How are you travelling and how long are you staying?


----------



## exhaust_49 (Jan 4, 2007)

I traveling by car and staying about 2-3 weeks.


----------



## Sneaky (Feb 14, 2006)




----------



## washburned (Oct 13, 2006)

Tony's Music Box in Fredericton; Halifax Folklore Center for sure. Several L&Ms, but these are pretty much the same everywhere. Still some smaller stores around where you might find a deal or two, but most have a hard time competing with L&M.


----------



## Guest (Jun 25, 2011)

Minor point: most of the East coast is *above* Ontario. My relatives in Cape Breton always ask me, in Ottawa, how I'm doing "up there" -- I live south of them by 1º actually.

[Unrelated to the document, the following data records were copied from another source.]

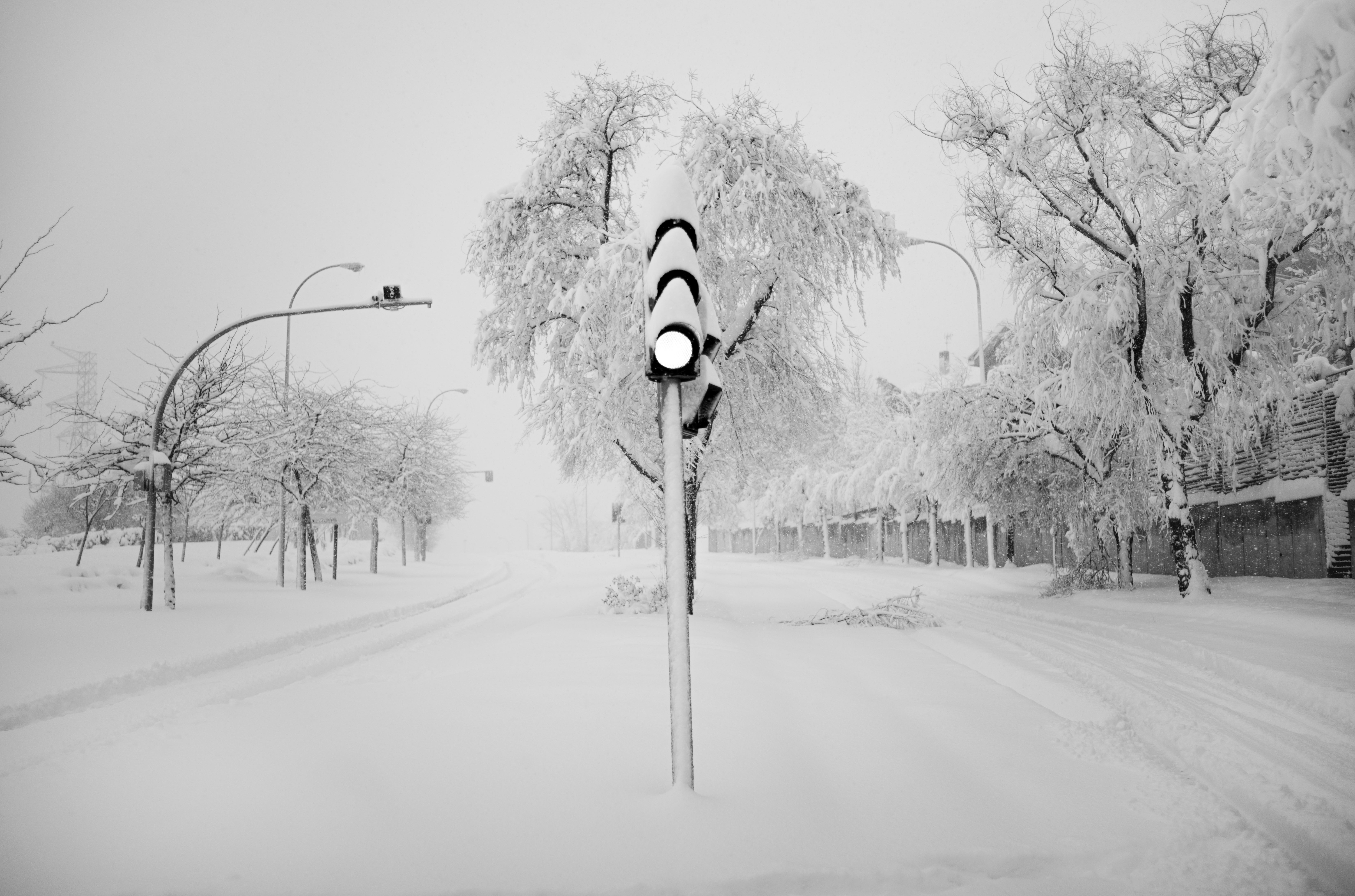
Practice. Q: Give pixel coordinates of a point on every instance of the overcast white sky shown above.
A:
(213, 155)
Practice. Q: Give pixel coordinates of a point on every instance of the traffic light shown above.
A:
(682, 333)
(675, 333)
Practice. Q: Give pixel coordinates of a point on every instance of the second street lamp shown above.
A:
(148, 567)
(286, 387)
(983, 375)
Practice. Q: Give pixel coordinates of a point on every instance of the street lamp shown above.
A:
(440, 395)
(148, 567)
(286, 388)
(983, 373)
(979, 300)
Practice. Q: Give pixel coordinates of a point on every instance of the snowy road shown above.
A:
(482, 727)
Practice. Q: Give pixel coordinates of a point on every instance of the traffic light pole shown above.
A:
(675, 550)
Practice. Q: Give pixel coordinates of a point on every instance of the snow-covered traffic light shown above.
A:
(679, 323)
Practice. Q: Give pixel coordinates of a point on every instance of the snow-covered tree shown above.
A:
(14, 333)
(786, 242)
(1299, 128)
(1105, 186)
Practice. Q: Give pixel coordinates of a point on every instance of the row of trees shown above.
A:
(1177, 219)
(238, 441)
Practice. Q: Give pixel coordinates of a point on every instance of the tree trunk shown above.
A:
(1125, 551)
(263, 537)
(283, 532)
(969, 539)
(170, 590)
(931, 533)
(89, 527)
(301, 546)
(690, 490)
(1192, 578)
(146, 527)
(754, 527)
(990, 537)
(309, 528)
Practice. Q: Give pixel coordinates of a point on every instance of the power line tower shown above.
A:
(85, 368)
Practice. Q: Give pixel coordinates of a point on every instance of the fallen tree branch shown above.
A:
(896, 613)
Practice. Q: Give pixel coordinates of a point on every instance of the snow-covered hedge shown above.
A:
(49, 544)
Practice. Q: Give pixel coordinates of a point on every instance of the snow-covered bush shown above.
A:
(1090, 573)
(627, 594)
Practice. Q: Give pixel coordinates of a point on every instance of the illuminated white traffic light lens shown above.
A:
(673, 350)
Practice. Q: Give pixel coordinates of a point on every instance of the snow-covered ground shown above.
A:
(476, 724)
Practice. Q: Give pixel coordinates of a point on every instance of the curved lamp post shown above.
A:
(148, 567)
(440, 395)
(983, 373)
(286, 390)
(979, 300)
(421, 522)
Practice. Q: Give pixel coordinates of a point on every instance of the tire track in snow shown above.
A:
(240, 676)
(139, 681)
(1287, 764)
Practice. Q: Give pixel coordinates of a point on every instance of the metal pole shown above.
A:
(286, 388)
(148, 578)
(675, 544)
(979, 300)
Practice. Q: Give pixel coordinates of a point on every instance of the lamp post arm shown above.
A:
(148, 563)
(291, 312)
(979, 299)
(327, 268)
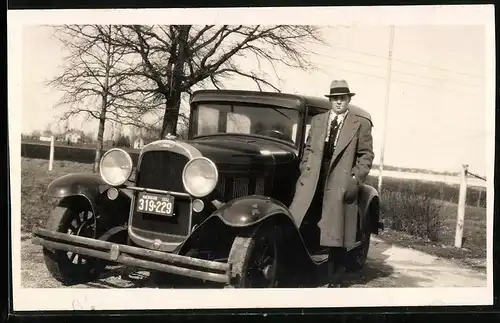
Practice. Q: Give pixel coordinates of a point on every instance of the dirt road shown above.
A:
(387, 266)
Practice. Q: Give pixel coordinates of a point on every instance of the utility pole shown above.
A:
(387, 95)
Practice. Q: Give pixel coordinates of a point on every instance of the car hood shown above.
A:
(243, 151)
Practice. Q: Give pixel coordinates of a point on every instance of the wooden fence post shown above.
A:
(50, 139)
(459, 231)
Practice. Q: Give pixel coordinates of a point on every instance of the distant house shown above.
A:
(138, 143)
(73, 137)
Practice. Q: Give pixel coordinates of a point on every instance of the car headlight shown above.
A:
(200, 176)
(115, 166)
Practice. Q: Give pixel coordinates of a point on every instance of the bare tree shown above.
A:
(175, 58)
(91, 77)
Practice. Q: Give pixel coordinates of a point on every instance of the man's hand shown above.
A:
(351, 191)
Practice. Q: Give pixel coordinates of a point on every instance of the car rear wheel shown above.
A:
(67, 267)
(254, 259)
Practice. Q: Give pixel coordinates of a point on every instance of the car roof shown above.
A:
(286, 100)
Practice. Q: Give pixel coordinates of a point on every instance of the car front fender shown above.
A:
(249, 210)
(89, 186)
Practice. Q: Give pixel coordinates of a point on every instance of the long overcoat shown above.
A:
(352, 157)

_Phew. Felt good to finally get that off my chest. Been carrying that one for some 25 years now..._


----------



## NB_Terry (Feb 2, 2006)

The Dutch Mason blues fest in Truro has a pretty cool lineup.

It's Aug 12

http://www.dutchmason.com/festival/documents/2011DMBF%20-%20Program%20Info.pdf


----------



## washburned (Oct 13, 2006)

NB_Terry said:


> The Dutch Mason blues fest in Truro has a pretty cool lineup.
> 
> It's Aug 12
> 
> http://www.dutchmason.com/festival/documents/2011DMBF - Program Info.pdf


Funny how they just casually slip Robben Ford's name in there. If you are here for the U2 concert you might get a ticket.


----------



## taylor96 (Feb 17, 2008)

iaresee said:


> Minor point: most of the East coast is *above* Ontario. My relatives in Cape Breton always ask me, in Ottawa, how I'm doing "up there" -- I live south of them by 1º actually.
> 
> _Phew. Felt good to finally get that off my chest. Been carrying that one for some 25 years now..._


So what he should have said he is going " UP East"' sure dont sound right to me.. so what do you call going to BC.. up, down or
as I do OUT.. dont really matter does it....


----------



## Furtz (Nov 27, 2010)

Maybe it's "down east" because it's at a lower elevation. The St. Lawrence flows down to the ocean.


----------



## taylor96 (Feb 17, 2008)

washburned said:


> Tony's Music Box in Fredericton; Halifax Folklore Center for sure. Several L&Ms, but these are pretty much the same everywhere. Still some smaller stores around where you might find a deal or two, but most have a hard time competing with L&M.


I'm sure you have made your trip by now.. just a comment on L&M. I dont think too many stores would have a hard time competing with them.. Their prices are out to lunch and you can't dicker with them.. I have never been able to do much business with them.. I find that I can buy cheaper from O/L or ebay or most anywhere else than L&M.. accessories are way overpriced and often more at the local store than they quote on their own website...
Guess by now you see they are NOT my favorite store even tho they have bought out many of the locals in the Maritimes..


----------



## taylor96 (Feb 17, 2008)

A guy down the street from me told me if I go out to the end of our street and turn left I can go to Calgary...might work ah.....I live in NB..


----------